Sandler’s Howard Ratner was a New York striver, too, but sadder, and more troubled. Marty is young, determined, brash — with an eye always to the future. He’s a great salesman: “I could sell shoes to an amputee,” he boasts, crassly. But what he’s plotting to unveil to the world has nothing to do with shoes. It’s about table tennis.

How likely is it that this Jewish kid from the Lower East Side can become the very face of a sport in America, soon to be “staring at you from the cover of a Wheaties box?”

To Marty, perfectly likely. Still, he knows nobody in the US cares about table tennis. He’s so determined to prove everyone wrong, starting at the British Open in London, that when there’s a snag obtaining cash for his trip, he brandishes a gun at a colleague to get it.

Shaking off that sorta-armed robbery thing, Marty arrives in London, where he fast-talks his way into a suite at the Ritz. Here, he spies fellow guest Kay Stone (Gwyneth Paltrow, in a wise, stylish return to the screen), a former movie star married to an insufferable tycoon (“Shark Tank” personality Kevin O’Leary, one of many nonactors here.)

Kay’s skeptical, but Marty finds a way to woo her. Really, all he has to say is: “Come watch me.” Once she sees him play, she’s sneaking into his room in a lace corselet.

This would be a good time to stop and consider Chalamet’s subtly transformed appearance. He is stick-thin — duh, he never stops moving. His mustache is skimpy. His skin is acne-scarred — just enough to erase any movie-star sheen. Most strikingly, his eyes, behind the round spectacles, are beady — and smaller. Definitely not those movie-star eyes.

But then, nearly all the faces in “Marty Supreme” are extraordinary. In a movie with more than 100 characters, we have known actors (Fran Drescher, Abel Ferrara); nonacting personalities (O’Leary, and an excellent Tyler Okonma (Tyler, The Creator) as Marty’s friend Wally); and exciting newcomers like Odessa A’Zion as Marty’s feisty girlfriend Rachel.

There are also a slew of nonactors in small parts, plus cameos from the likes of David Mamet and even high wire artist Philippe Petit. The dizzying array makes one curious how it all came together — is casting director Jennifer Venditti taking interns? Production notes tell us that for one hustling scene at a bowling alley, young men were recruited from a sports trading-card convention.

Elsewhere on the creative team, composer Daniel Lopatin succeeds in channeling both Marty’s beating heart and the ricochet of pingpong balls in his propulsive score. The script by Safdie and cowriter Ronald Bronstein, loosely based on real-life table tennis hustler Marty Reisman, beats with its own, never-stopping pulse. The same breakneck aesthetic applies to camera work by Darius Khondji.

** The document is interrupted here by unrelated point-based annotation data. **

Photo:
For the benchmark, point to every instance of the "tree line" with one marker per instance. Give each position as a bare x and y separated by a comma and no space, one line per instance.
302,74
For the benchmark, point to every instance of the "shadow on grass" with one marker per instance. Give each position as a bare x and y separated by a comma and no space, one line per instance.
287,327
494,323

Back now to London, where Marty makes the finals against Japanese player Koto Endo (Koto Kawaguchi, like his character a deaf table tennis champion). “I’ll be dropping a third atom bomb on them,” he brags — not his only questionable World War II quip. But Endo, with his unorthodox paddle and grip, prevails.

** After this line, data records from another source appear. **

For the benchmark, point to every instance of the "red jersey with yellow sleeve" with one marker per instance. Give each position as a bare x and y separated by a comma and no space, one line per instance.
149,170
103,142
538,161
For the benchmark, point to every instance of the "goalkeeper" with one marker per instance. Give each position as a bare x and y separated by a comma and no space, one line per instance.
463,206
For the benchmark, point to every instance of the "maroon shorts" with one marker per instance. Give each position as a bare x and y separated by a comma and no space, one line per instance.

After a stint as a side act with the Harlem Globetrotters, including pingpong games with a seal — you’ll have to take our word for this, folks, we’re running low on space — Marty returns home, determined to make the imminent world championships in Tokyo.

But he's in trouble — remember he took cash at gunpoint? Worse, he has no money.

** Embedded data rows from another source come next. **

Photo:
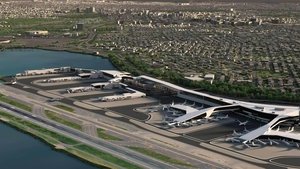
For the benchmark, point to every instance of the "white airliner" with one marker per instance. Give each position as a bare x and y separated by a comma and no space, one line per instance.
253,144
236,133
278,128
261,142
171,124
223,117
243,123
272,141
291,129
245,144
232,139
286,142
246,130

So Marty’s on the run. And he’ll do anything, however messy or dangerous, to get to Japan. Even if he has to totally debase himself (mark our words), or endanger friends — or abandon loyal and brave Rachel.

Is there something else for Marty, besides his obsessive goal? If so, he doesn’t know it yet. But the lyrics of another song used in the film are instructive here: “Everybody’s got to learn sometime.”

So can a single-minded striver ultimately learn something new about his own life?

We'll have to see. As Marty might say: “Come watch me.”